Im zweiten Teil geht es um die marktkonforme Demokratie, die man auch Fassadendemokratie nennen kann:

Die EU versteht sich als Wertegemeinschaft, Demokratie und Rechtsstaat werden mehr denn je betont. Doch ausgerechnet die lange Zeit mächtigste EU-Politikerin, Kanzlerin Angela Merkel, hatte ein Problem mit der Demokratie.

Sünde 3 sind deutsche Alleingänge:

Das eigentliche Problem ... liegt darin, dass Merkel die deutsche Rolle in der EU nie klar bestimmt und auch nie gesagt hat, wo es mit der EU hingehen soll.
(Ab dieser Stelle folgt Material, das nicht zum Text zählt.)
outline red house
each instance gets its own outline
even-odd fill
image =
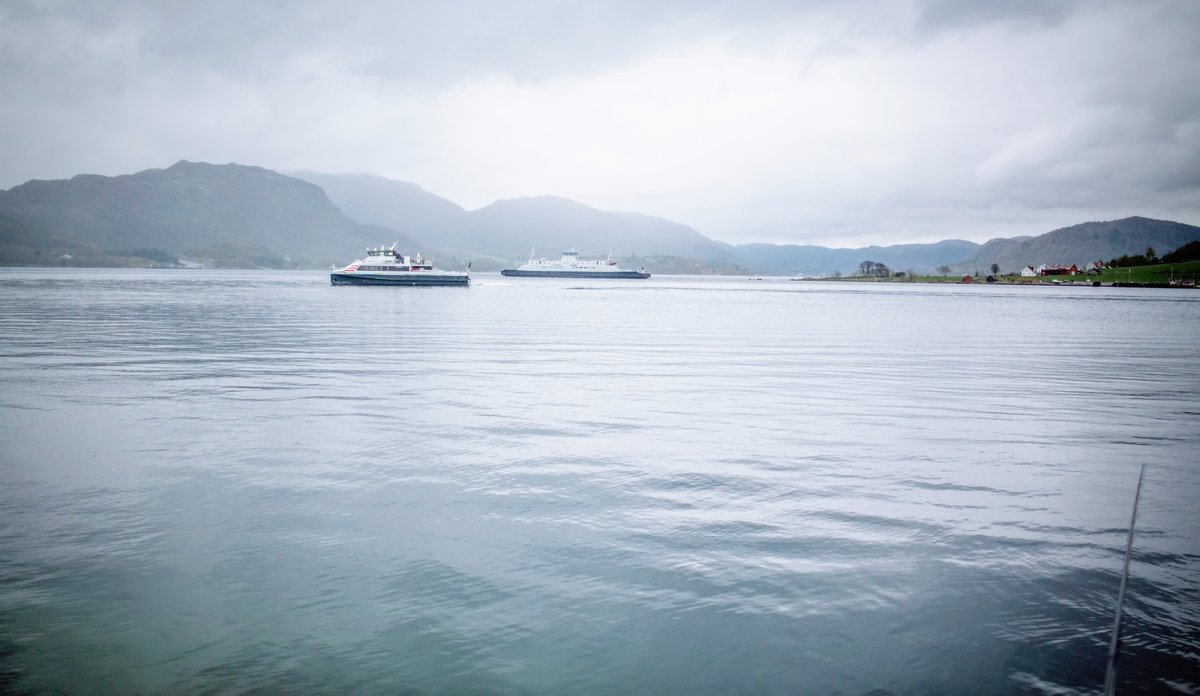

Liegt in der Vollendung der europäischen Einheit der letzte Zweck deutscher Außenpolitik – oder ist die EU nur ein Vehikel, um die deutsche Vormacht in Europa zu stärken?

Die Austeritätspolitik ist Sünde 4:

Der deutsche “Sparkurs” richtete nicht nur in Griechenland große wirtschaftliche Schäden an ... Er führte auch dazu, dass die Eurozone später als die USA oder UK aus der Finanzkrise kam und das Wachstum lange schwächelte. Der frühere EU-Kommissionsberater P. Legrain spricht von “zehn verlorenen Jahren”. Doch das ist noch nicht alles. Merkel sorgte auch dafür, dass das EU-Budget gekürzt wurde. Gemeinsam mit ihrem damals engsten Partner, dem britischen Ex-Premier D. Cameron, hat sie verhindert, dass Brüssel für immer mehr Aufgaben auch mehr Geld bekam.

Der fünfte Teil ist Merkels Merkantilismus, also eine

Wirtschaftspolitik, die möglichst viele Waren aus dem Land ausführen möchte und möglichst wenig Waren ins Land lässt.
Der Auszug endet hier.